Chancellor Angela Merkel has ruled out sending combat troops to fight Islamist rebels in Mali alongside France, but warned the northern African nation should not be allowed to become a failed state.
“We are considering whether to provide logistics support or humanitarian aid,” Merkel told public broadcaster NDR late Tuesday in her first public comments on the situation in Mali.
Germany might also provide transportation assistance for the French military offensive aimed at stemming the advance of Islamists in Mali, added the chancellor.
She also stressed the danger of letting Mali fall into the hands of extremists.
“Failed states can mean drug smuggling, terrorist attacks and new floods of refugees, therefore it would not be right simply to refuse an international request for aid,” she said.
If the rebels were to get the upper hand, then the desired political process towards peace would become impossible, Merkel cautioned.
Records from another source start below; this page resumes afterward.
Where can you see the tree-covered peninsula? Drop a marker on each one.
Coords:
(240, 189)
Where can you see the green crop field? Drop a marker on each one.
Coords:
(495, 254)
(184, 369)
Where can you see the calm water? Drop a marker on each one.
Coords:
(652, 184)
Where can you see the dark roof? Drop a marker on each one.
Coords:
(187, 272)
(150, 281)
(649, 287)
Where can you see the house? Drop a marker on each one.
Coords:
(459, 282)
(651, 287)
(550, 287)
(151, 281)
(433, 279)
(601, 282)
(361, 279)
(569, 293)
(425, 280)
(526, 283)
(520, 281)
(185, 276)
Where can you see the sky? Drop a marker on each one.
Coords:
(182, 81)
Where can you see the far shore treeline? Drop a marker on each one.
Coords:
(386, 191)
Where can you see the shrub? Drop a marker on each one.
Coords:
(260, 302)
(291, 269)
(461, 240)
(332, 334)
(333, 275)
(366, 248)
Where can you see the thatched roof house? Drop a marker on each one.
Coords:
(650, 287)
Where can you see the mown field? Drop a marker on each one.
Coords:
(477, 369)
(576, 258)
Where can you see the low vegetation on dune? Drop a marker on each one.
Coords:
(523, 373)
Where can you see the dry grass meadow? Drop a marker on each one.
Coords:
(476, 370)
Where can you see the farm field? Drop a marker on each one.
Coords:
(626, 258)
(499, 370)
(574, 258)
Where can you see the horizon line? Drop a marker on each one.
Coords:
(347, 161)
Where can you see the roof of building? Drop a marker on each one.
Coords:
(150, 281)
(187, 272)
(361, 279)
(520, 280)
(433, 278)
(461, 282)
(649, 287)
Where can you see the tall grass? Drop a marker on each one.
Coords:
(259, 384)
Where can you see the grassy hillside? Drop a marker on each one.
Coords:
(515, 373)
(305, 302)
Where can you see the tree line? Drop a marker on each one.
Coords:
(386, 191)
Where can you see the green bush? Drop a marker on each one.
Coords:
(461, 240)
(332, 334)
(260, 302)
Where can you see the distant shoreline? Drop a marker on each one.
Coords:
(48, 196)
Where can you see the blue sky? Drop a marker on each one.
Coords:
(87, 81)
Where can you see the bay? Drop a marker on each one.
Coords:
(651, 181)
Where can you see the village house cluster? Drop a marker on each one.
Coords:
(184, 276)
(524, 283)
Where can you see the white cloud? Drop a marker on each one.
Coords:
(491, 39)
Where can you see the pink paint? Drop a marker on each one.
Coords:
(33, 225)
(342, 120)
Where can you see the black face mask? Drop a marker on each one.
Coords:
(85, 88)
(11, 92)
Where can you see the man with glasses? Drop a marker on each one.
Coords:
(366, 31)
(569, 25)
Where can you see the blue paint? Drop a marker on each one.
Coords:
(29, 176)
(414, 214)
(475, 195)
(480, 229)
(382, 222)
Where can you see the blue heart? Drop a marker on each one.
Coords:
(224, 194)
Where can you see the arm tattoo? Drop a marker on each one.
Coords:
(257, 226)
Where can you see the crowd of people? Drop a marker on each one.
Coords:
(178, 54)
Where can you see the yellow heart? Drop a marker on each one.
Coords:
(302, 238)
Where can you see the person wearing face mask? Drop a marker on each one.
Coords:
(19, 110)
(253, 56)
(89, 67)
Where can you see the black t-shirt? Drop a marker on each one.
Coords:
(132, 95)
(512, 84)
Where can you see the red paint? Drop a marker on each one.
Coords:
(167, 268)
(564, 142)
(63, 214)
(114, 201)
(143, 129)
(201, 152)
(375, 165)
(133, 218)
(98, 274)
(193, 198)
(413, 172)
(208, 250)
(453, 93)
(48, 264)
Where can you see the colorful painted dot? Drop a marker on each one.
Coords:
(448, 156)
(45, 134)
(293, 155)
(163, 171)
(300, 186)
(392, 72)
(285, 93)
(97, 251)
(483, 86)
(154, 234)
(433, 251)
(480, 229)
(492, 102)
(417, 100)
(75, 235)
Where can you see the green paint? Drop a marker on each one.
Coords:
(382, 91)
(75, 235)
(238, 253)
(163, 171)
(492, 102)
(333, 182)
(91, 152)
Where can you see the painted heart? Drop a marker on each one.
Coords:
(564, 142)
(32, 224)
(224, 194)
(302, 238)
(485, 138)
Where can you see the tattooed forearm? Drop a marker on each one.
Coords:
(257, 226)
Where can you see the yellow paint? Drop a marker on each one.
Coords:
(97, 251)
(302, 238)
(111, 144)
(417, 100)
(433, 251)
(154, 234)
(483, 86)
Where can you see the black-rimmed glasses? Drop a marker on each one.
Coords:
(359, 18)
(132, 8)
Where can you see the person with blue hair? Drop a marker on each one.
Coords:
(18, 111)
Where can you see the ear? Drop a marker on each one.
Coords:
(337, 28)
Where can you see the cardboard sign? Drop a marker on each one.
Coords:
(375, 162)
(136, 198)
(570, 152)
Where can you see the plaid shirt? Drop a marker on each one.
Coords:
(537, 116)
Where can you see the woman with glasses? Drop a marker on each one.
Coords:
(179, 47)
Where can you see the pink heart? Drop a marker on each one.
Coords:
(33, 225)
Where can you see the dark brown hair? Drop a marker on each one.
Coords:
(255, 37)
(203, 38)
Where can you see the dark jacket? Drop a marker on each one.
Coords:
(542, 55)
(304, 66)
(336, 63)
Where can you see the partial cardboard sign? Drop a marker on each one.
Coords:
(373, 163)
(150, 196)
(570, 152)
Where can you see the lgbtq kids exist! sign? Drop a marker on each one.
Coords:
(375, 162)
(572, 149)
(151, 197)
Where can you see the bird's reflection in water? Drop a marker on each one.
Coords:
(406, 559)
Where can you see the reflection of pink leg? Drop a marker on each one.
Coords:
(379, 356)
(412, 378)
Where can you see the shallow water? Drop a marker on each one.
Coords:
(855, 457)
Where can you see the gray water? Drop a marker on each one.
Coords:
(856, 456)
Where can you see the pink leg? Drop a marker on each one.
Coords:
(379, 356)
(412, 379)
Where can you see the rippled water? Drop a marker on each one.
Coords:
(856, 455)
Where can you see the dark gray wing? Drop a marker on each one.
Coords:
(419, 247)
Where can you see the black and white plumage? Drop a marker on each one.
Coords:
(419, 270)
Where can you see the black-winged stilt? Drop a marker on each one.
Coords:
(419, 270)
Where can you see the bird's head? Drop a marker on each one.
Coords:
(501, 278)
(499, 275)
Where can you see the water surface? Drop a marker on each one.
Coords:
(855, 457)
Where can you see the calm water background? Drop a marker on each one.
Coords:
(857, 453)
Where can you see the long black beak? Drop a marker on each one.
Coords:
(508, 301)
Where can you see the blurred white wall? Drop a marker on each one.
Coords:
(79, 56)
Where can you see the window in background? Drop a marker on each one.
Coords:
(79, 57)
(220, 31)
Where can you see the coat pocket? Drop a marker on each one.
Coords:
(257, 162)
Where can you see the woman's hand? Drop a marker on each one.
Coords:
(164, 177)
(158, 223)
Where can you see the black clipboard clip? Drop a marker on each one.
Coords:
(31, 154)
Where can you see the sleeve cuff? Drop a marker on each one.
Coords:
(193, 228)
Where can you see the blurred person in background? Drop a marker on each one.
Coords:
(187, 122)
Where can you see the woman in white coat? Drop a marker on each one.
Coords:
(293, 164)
At the same time she recalled that Germany has other commitments, such as Afghanistan where it is the third largest provider of foreign troops with around 4,300 military personnel.
“One should not forget that Germany is militarily very active in other areas, for example in Afghanistan and in Kosovo, where other countries are not so active,” she said.
“We need to ensure that our other missions can continue safely and then the military can decide what offer we can make, for example, in terms of transporters,” Merkel stressed.
Plans were currently “not finalized” but she emphasised that Germany “had no intention of participating in the combat operations.”
Separately, German Defence Minister Thomas de Maiziere said in a statement that Berlin was still working out, in coordination with France, exactly what form its aid to the mission could take.
“The support could be logistic, medical and humanitarian, so it does not just involve the Defence Ministry but also other departments,” the minister said.
On Wednesday, Merkel was to meet with Ivory Coast’s President Alassane Ouattara, current head of the Economic Community of West African States (ECOWAS), which is coordinating the African intervention in the conflict.
On Friday, France launched a campaign of air bombardments to halt a rebel southward advance seen as threatening the Malian capital Bamako.
A contingent of 750 French troops has been sent to bolster Malian forces against the rebels, who have controlled northern Mali since April. Defence sources said Tuesday France plans to triple its forces to 2,500 troops.